On 10 July, a 8 year old child was seriously injured at the camp. She had multiple fractures in her head, a concussion, and pneumocephalus and was hospitalized for several days. According to David, the injury was caused by a goal post falling on her head. However, state investigators later reported that the cause of her injuries was unclear. On 13 July, David announced that the camp was closed, giving parents 48 hours to pick up their children. He attributed the closure to COVID-related staffing shortages, stating that almost half of the 22 counselors had already resigned, and denied that the lack of staff had caused the girl's injuries. The OEC and state Department of Children and Families publicly announced that they were investigating the camp for health and safety concerns.

In its investigation, the OEC determined that: "There was no leadership, minimum staffing, no specialists, and no preparation for the needs of the campers.
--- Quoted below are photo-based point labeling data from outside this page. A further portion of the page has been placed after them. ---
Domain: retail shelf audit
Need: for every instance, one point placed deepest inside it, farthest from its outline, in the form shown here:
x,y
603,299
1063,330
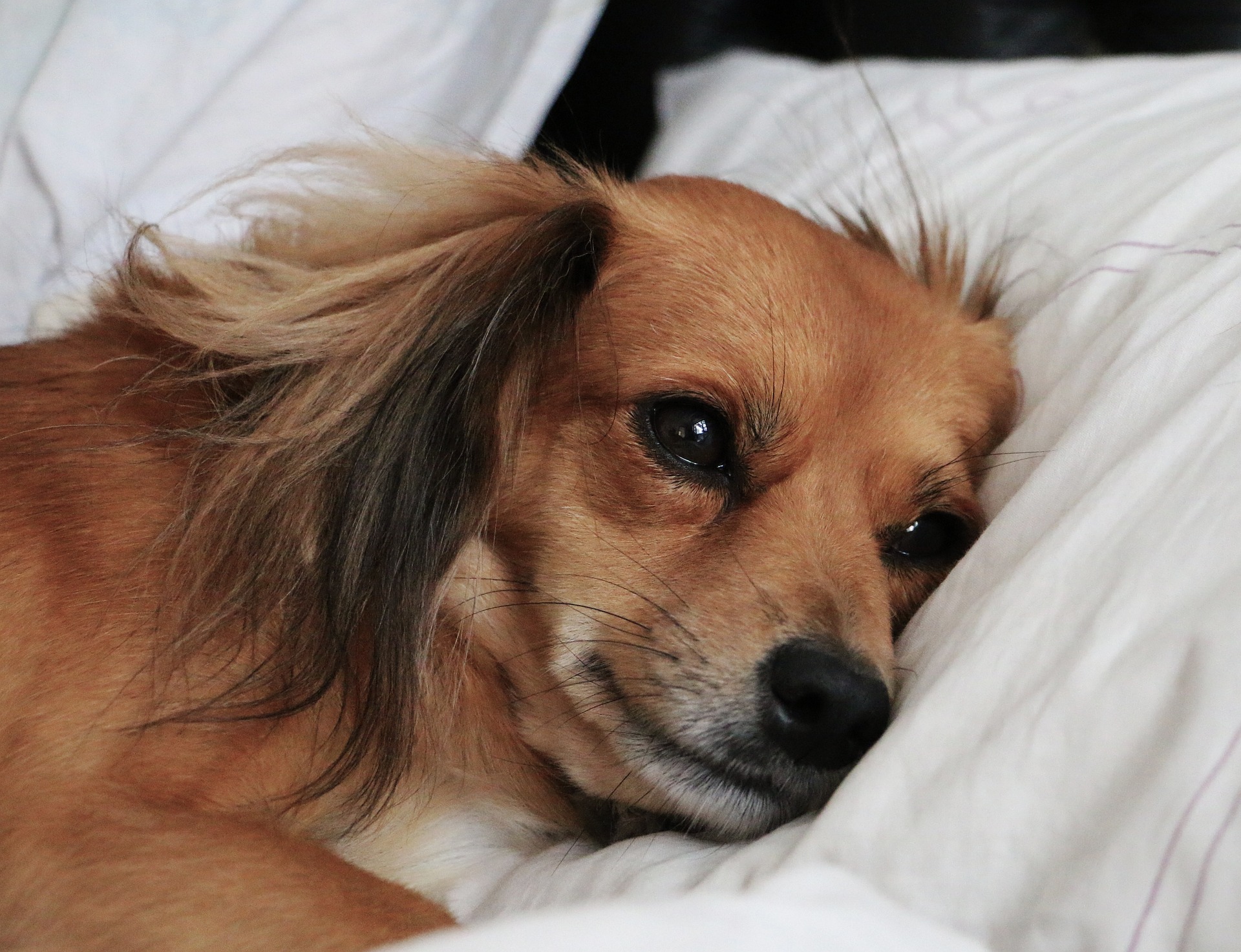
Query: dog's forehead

Serious medical needs of the campers were not met". OEC noted several complaints from parents who said they had issues contacting the camp to express concerns. The investigation also found that Camp Shane submitted fraudulent documents to OEC and pushed campers to exercise to the point of vomiting. David forfeited his license to run the camp in August, and the state closed the investigation without taking any further action. As of 2023, David disputed the results of the OEC investigation, stating that it was based on false testimony from former employees and expressing interest in opening another summer camp. FOIA requests submitted by Hearst Connecticut brought to light email communication between OEC and Camp Shane between April and July 2021. According to The News-Times the e-mails indicate that the OEC was "focused on keeping the camp in operation and trying to avoid having to send kids home, even as it struggled to get the camp to comply with regulations."

In 2023, the Connecticut state legislature Committee on Children voted to hold a hearing regarding regulations for summer camps.

== Media coverage ==

Camp Shane was covered by various broadcast news channels, including the BBC in 1990 and CBS in 2009. The 1995 film Heavyweights is about Camp Hope, a fictional weight loss camp inspired by Camp Shane. In 2002, Camp Shane was featured in an MTV True Life episode called "I'm Going to Fat Camp". A 2025 podcast, Camp Shame, was created by Kelsey Snelling, a journalist and former Camp Shane counselor. According to an iHeartRadio press release, the podcast features testimony from former campers regarding "extreme diets, intense physical regimens and psychological tactics aimed at enforcing conformity to narrow beauty standards".